Por ora não serei eu o jornalista que vai te orientar sobre a reconfiguração das relações trabalhistas ou sobre os protocolos de segurança e prevenção enquanto o autêntico espirito solidário não brotar em você de verdade, enquanto valores mais humanos e fraternos não forem suas incessantes buscas, porque de nada vai adiantar nos tornarmos mestres do enfrentamento a essa e outras pandemias enquanto o vírus vil da indecência e do egoísmo ainda nortearem as decisões de lideranças políticas de toda sorte, cor e bandeira. A respeito da importância das diretrizes e recomendações dos organismos de saúde já tem muita gente escrevendo e isso é ótimo, só não me venham com essa ladainha de que o mundo não será mais o mesmo porque isso definitivamente não é verdade.

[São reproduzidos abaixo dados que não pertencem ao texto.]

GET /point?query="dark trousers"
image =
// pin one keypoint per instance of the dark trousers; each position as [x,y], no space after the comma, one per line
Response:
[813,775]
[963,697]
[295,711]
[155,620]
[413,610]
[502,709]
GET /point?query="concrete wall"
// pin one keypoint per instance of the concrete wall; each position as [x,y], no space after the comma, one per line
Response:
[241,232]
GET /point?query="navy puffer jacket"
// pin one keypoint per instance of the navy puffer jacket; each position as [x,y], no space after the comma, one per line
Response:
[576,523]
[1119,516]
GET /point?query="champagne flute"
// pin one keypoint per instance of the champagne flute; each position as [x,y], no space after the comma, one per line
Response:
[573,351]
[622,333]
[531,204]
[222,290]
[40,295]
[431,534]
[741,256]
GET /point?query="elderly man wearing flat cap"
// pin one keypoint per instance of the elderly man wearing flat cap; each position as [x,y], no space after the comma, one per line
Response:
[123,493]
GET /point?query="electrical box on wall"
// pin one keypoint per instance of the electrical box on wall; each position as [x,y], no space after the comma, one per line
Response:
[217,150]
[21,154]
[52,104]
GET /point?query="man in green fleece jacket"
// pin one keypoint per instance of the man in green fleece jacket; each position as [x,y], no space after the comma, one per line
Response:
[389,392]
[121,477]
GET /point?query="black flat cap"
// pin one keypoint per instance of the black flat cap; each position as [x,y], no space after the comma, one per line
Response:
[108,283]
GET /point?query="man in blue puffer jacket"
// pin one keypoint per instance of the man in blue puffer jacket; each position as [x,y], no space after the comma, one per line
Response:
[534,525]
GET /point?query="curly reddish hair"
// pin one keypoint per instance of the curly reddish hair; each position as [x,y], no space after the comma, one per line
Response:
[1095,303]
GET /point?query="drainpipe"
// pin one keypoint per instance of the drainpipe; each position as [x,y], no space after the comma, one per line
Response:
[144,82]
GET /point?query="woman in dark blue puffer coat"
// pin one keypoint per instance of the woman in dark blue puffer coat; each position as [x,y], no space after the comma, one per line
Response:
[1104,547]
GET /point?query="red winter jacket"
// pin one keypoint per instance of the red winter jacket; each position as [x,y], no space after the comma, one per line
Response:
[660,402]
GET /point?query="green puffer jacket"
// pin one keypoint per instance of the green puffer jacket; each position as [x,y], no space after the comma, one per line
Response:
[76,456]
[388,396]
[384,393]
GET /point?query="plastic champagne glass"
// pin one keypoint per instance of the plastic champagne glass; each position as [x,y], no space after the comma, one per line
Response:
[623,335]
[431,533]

O novo normal é mais do mesmo.

Não acreditemos que a inteligência artificial há de ser a aposta para garantir o sucesso do mundo corporativo enquanto as inteligências orgânicas pensam o mundo e o indivíduo igualmente orgânico como número e estatística. Não normalizemos o que não é normal. Se nós estamos conseguindo renunciar aos beijos e abraços, porque não renunciar ante as injustiças mil em tantos lugares desse planeta sofrido e explorado por nós mesmos? Não sejamos nós o coronavírus do mundo. Mais humildade e presença no agora ante padecer com olhar desesperado para o futuro. Assim, e talvez só assim, deixaremos de entregar nossas liberdades aos (des)governos, ainda que, por ora, isso ainda pareça ser a nossa única alternativa, o que não deixa de ser perigoso.